McShane is also justly proud of the coverage rates for MPF, which he said is "one of the great achievements of the system. In terms of enrolment rates, for employers it’s 99% and 100% of employees, so everyone who is supposed to be enrolled is enrolled".

For the self-employed it is only 70% but McShane said "that’s a different dynamic".

MPF is seen in some circles as having failed to resolve the issue of retirement security for members. In AsianInvestor's 15th anniversary edition last year, local pensions guru Stuart Leckie wrote that until Hong Kong has a monthly pension system financed by much higher contributions, retirement security will remain inadequate for Hong Kong’s rapidly ageing population.

This is a part of the puzzle that MPFA can’t solve, said McShane. "The adequacy issue (the need to raise contribution levels) is really one of government policy and how this fits with the social welfare system. I am hopeful they are building a framework to deal with these issues."

Churning challenge

Constraining the fund industry's enthusiasm for launching new funds has also been a challenge, he said. "People want choice, so you have to deal with people’s expectations, but from a pure system design and efficiency perspective, it’s not a good thing. You end up with smaller pots where the frictional costs are higher, fixed costs are higher and you end up with a degree of confusion and transactional activity that is quite unnecessary."

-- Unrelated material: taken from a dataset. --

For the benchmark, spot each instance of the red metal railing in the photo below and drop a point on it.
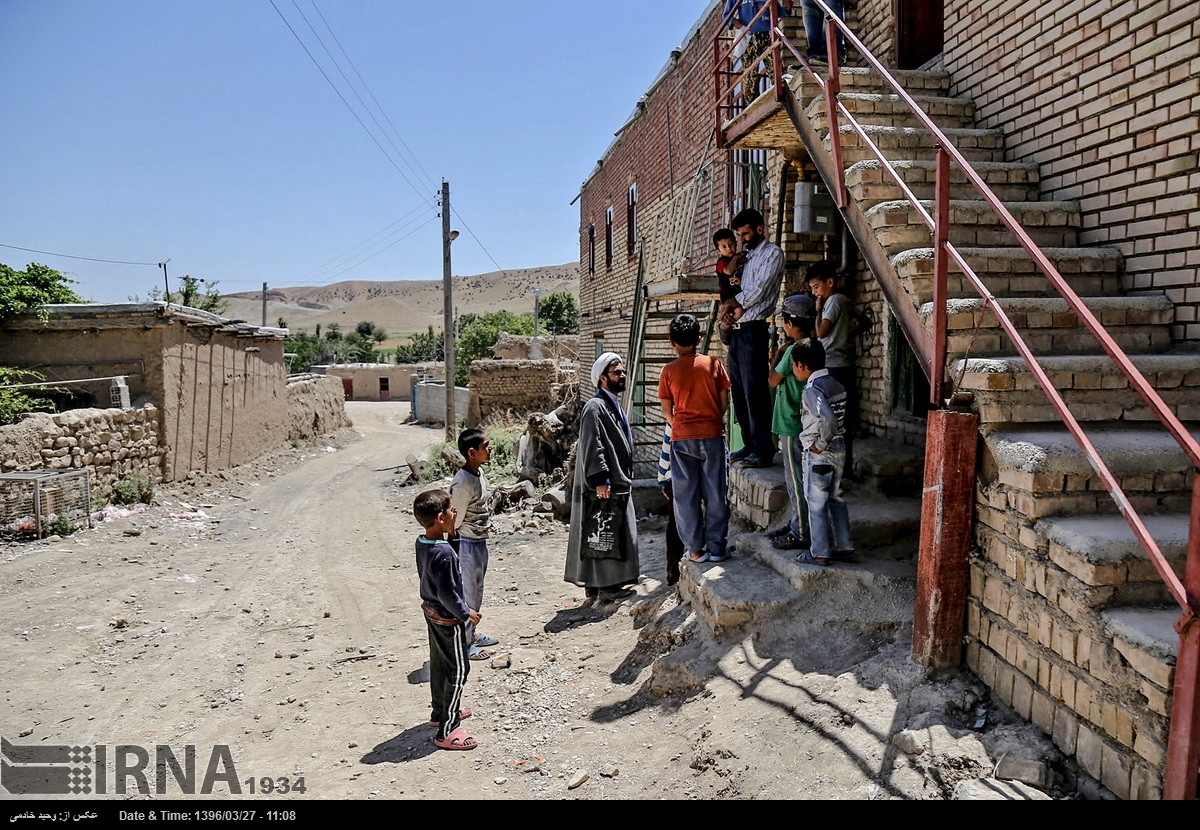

This is where the DIS may help. McShane believes this option addresses the concerns of members about value. "That might have a big impact on behaviour, and ultimately might be the route through which we can be a bit more relaxed about the industry offering niche products to members who do want more complicated investment strategies."

McShane says the question of dissatisfaction with MPF feeds into a broader question of public discontent in Hong Kong.

“It is frustrating that the debate and reporting here is always negative. No one mentions the fact that 90% of Hong Kong workers are covered by some retirement system, whereas it used to be 30% before we started. There are tremendous success stories and overall, compared to international counterparts, it’s a solid and efficient system.

"There’s been no investment crisis. Our regulatory system works well. The adequacy issue is difficult but there is $650 billion there to fund people’s retirement that wouldn’t have been there otherwise, and $150 billion of that is investment earnings. But that’s not a good story in the way the daily media works in Hong Kong."

McShane and his family will be living on the Gold Coast in Australia. He has no plans to take up a new role but said he "may look for opportunities as they exist. There’s a large financial services market in Australia, so we’ll see".

The MPFA is planning to recruit a direct replacement and is currently vetting candidates.

In the meantime, from now until the end of January 2017, all 9.1 million Hong Kong MPF account holders will receive a DIS Pre-implementation Notice from their trustees, which introduces the DIS and explains how it may affect their MPF benefits and accounts.